Applied to EDI flows
| Protocol | Error | Action |
|---|---|---|
| AS2 | HTTP 200 but no MDN within SLA | Retry with the same Message-Id up to N=7; DLQ then. Check partner cert expiry in the meantime. |
| AS2 | HTTP 5xx, TCP reset | Exponential retry + jitter. Circuit breaker if ≥5 failures in 60s. |
| AS2 | HTTP 401, 403, invalid signature | Non-retryable. DLQ immediately + certificate alert. |
| AS4 | SOAP fault, timeout | Exponential retry + jitter. AS4 reception awareness can provide built-in retries. |
| OFTP2 | Session abort mid-transfer | Restart from the negotiated offset, then exponential retry on the session. |
| EDIFACT | CONTRL action 7 (syntax rejection) | Non-retryable. DLQ + business-team alert — the file needs manual correction. |
Policy in pseudo-code
// Retry policy — pseudo-code
const MAX_ATTEMPTS = 7;
const BASE_DELAY_MS = 1_000; // 1 s
const MAX_DELAY_MS = 30 * 60 * 1_000; // 30 min ceiling
const JITTER_RATIO = 0.5; // ±50 %
async function sendWithRetry(message) {
for (let attempt = 0; attempt < MAX_ATTEMPTS; attempt++) {
if (circuitBreakerOpen(partner)) {
await deadLetterQueue.push(message, 'circuit-open');
return;
}
try {
const ack = await sendOverAs2(message);
recordSuccess(partner);
return ack;
} catch (err) {
recordFailure(partner, err);
if (!isRetryable(err)) {
await deadLetterQueue.push(message, err.code);
return;
}
}
// exponential backoff with full jitter
const exp = Math.min(BASE_DELAY_MS * 2 ** attempt, MAX_DELAY_MS);
const jitter = exp * (Math.random() * JITTER_RATIO * 2 - JITTER_RATIO);
await sleep(exp + jitter);
}
await deadLetterQueue.push(message, 'max-attempts');
} Anti-patterns
- Immediate retry without backoff. Pounds the partner problem at full power. Never do this.
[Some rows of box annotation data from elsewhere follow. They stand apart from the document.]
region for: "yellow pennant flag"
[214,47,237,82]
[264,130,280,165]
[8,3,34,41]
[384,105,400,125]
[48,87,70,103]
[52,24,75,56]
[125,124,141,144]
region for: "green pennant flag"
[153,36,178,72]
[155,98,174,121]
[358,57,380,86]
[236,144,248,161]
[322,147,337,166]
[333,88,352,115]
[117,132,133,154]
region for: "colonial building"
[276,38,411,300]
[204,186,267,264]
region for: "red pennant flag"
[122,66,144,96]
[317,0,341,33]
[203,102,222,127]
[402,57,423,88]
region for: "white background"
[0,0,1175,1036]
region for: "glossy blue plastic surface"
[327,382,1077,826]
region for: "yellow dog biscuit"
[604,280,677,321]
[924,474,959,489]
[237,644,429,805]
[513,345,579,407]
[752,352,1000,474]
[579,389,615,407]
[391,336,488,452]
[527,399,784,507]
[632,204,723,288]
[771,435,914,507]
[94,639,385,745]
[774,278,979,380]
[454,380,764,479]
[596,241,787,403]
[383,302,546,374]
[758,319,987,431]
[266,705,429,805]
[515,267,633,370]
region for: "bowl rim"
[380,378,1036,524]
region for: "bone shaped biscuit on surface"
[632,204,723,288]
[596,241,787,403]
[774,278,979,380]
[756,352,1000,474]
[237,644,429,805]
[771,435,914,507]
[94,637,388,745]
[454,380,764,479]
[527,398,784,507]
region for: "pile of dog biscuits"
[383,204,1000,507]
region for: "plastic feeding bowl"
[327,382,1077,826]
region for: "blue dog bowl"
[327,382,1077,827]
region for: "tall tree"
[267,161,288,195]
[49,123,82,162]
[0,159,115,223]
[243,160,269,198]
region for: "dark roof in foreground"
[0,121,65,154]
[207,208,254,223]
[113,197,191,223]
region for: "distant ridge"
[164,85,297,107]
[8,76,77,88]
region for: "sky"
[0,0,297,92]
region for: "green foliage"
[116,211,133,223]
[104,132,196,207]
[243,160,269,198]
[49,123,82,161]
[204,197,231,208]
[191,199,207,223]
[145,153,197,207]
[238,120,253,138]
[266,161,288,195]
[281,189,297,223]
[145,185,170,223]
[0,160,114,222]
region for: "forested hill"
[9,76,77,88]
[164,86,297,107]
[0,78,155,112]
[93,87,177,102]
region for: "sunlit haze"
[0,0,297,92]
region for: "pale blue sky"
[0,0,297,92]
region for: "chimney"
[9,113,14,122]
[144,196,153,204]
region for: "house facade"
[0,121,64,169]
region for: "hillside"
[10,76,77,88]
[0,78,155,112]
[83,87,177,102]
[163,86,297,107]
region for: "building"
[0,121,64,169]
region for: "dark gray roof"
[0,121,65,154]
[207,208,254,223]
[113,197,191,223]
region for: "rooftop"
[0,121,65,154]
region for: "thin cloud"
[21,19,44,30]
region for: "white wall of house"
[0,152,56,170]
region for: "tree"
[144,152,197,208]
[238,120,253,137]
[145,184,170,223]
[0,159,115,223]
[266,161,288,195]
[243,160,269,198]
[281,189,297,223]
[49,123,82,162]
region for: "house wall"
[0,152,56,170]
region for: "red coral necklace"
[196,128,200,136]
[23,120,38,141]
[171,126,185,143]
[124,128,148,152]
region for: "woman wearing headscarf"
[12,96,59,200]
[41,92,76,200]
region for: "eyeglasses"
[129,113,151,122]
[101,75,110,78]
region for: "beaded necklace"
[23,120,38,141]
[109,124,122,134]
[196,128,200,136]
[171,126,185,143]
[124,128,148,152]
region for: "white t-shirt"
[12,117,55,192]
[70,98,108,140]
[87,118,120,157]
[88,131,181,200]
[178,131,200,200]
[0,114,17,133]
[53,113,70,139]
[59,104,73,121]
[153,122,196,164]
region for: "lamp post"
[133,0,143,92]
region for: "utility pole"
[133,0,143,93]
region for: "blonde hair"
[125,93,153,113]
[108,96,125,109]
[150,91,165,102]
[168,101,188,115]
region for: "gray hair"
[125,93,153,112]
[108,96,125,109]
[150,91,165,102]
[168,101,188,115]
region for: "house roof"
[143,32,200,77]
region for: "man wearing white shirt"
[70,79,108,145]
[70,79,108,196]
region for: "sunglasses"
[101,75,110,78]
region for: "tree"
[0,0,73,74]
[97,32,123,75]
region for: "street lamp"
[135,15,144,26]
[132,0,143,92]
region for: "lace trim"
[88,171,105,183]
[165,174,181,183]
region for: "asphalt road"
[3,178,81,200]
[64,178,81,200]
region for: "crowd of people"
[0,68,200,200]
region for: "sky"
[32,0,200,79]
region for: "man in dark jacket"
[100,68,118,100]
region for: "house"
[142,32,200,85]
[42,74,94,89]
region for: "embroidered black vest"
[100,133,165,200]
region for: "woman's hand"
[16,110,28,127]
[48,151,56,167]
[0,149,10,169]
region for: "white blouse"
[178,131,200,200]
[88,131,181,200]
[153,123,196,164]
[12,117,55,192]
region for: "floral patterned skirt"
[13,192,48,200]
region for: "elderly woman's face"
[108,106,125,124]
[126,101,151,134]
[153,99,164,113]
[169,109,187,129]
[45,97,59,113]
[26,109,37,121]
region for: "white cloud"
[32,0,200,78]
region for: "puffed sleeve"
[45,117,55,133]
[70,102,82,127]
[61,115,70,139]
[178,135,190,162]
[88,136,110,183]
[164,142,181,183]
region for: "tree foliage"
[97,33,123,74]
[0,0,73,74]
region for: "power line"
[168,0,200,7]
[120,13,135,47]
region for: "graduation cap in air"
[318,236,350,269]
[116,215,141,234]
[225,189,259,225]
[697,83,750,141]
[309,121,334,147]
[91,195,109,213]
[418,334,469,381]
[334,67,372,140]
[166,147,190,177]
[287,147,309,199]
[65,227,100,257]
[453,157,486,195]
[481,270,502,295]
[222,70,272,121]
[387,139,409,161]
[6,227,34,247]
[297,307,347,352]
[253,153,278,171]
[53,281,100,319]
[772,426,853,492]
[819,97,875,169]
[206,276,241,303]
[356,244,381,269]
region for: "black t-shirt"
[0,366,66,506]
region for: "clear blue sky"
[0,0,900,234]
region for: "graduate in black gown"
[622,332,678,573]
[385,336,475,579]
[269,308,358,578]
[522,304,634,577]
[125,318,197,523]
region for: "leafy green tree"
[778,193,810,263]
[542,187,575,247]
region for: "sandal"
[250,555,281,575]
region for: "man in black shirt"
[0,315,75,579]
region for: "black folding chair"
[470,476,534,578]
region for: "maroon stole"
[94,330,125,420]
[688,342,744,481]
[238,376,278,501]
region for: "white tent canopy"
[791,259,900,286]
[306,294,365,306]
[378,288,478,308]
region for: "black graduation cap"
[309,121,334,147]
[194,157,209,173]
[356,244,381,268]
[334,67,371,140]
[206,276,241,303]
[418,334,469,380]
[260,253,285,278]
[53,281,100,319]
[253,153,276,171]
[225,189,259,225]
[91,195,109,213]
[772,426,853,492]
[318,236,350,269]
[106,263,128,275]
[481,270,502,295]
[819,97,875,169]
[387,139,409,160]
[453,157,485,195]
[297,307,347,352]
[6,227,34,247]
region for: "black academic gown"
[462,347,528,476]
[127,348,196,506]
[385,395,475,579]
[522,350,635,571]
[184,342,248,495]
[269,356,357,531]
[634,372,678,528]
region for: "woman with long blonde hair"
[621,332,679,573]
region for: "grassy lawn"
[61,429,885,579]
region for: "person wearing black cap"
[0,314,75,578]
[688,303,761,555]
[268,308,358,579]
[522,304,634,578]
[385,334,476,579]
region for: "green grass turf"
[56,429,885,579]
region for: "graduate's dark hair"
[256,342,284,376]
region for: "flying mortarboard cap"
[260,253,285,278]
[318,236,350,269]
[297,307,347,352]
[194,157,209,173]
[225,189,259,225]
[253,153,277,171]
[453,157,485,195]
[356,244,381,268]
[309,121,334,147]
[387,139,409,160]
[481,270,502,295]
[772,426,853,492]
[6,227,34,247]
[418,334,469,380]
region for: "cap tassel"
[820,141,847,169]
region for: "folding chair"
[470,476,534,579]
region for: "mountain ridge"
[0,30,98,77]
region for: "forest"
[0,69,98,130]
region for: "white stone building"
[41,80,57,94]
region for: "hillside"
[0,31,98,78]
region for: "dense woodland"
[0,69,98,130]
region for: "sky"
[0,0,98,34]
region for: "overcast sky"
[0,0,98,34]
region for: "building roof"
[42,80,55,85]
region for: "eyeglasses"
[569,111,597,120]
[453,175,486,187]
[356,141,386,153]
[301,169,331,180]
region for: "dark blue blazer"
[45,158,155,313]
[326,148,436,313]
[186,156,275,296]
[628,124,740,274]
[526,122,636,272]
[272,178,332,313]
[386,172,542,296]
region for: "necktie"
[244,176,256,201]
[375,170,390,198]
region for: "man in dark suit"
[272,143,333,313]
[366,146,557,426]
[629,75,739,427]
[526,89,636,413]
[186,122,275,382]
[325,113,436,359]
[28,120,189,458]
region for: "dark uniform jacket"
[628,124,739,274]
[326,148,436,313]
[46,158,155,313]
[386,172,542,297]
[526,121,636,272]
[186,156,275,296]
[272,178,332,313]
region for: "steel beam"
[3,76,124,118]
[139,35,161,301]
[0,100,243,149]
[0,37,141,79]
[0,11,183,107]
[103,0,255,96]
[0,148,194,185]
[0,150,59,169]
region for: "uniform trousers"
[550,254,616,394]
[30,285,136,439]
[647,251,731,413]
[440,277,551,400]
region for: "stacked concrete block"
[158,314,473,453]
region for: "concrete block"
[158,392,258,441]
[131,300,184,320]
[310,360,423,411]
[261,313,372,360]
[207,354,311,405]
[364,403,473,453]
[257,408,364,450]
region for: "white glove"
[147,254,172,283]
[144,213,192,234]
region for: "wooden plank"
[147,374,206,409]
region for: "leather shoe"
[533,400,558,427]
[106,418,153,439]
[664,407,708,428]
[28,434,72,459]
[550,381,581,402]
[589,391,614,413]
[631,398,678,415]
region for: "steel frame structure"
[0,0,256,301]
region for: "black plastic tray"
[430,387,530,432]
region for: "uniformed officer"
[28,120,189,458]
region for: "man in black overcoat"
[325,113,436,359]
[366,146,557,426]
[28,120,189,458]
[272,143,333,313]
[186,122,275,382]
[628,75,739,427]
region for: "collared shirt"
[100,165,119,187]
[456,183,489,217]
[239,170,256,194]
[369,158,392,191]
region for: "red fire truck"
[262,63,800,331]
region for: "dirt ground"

- Uniform retry across error types. An invalid signature won't go away by retrying. Distinguish retryable (timeout, 5xx) from non-retryable (4xx, 401/403, signature/format).
- Infinite retry. No ceiling = exploding queues and escalating incidents. Always cap N and route to DLQ.
- Over-sensitive circuit breaker. With a threshold of 2 failures, every micro-incident flips to Open and blocks everything. Keep the threshold above normal partner variability.
- Silent DLQ. A DLQ message that doesn't alert anyone sits there until a customer calls. The DLQ must always emit an outbound alert (mail, Slack, ticket).
- Backoff without jitter. Every send syncs on the same steps and reproduces the spike. Always add jitter.
Related patterns
- Idempotency — indispensable prerequisite to retry.
- Acknowledgements — to know when to retry (on which missing ACK level).
- Exception flow — the escalation matrix when retries are exhausted.
Sources
- RFC 5681 — TCP Congestion Control (Allman, Paxson, Blanton, September 2009). The canonical reference on exponential backoff. rfc-editor.org/rfc/rfc5681
- AWS Architecture Blog — "Exponential Backoff And Jitter" (Marc Brooker, 2015). Quantitative comparison of no-jitter / equal-jitter / full-jitter on 100,000 simulated retries. aws.amazon.com/blogs/architecture/exponential-backoff-and-jitter
- Fowler M. — Circuit Breaker (martinfowler.com, 2014). The canonical description. martinfowler.com/bliki/CircuitBreaker.html
- Hohpe G., Woolf B. — Enterprise Integration Patterns, Dead Letter Channel and Guaranteed Delivery. enterpriseintegrationpatterns.com — Dead Letter Channel
- RFC 6749 §5.2 — OAuth 2.0 error responses, which codifies the retryable / non-retryable distinction at the HTTP layer.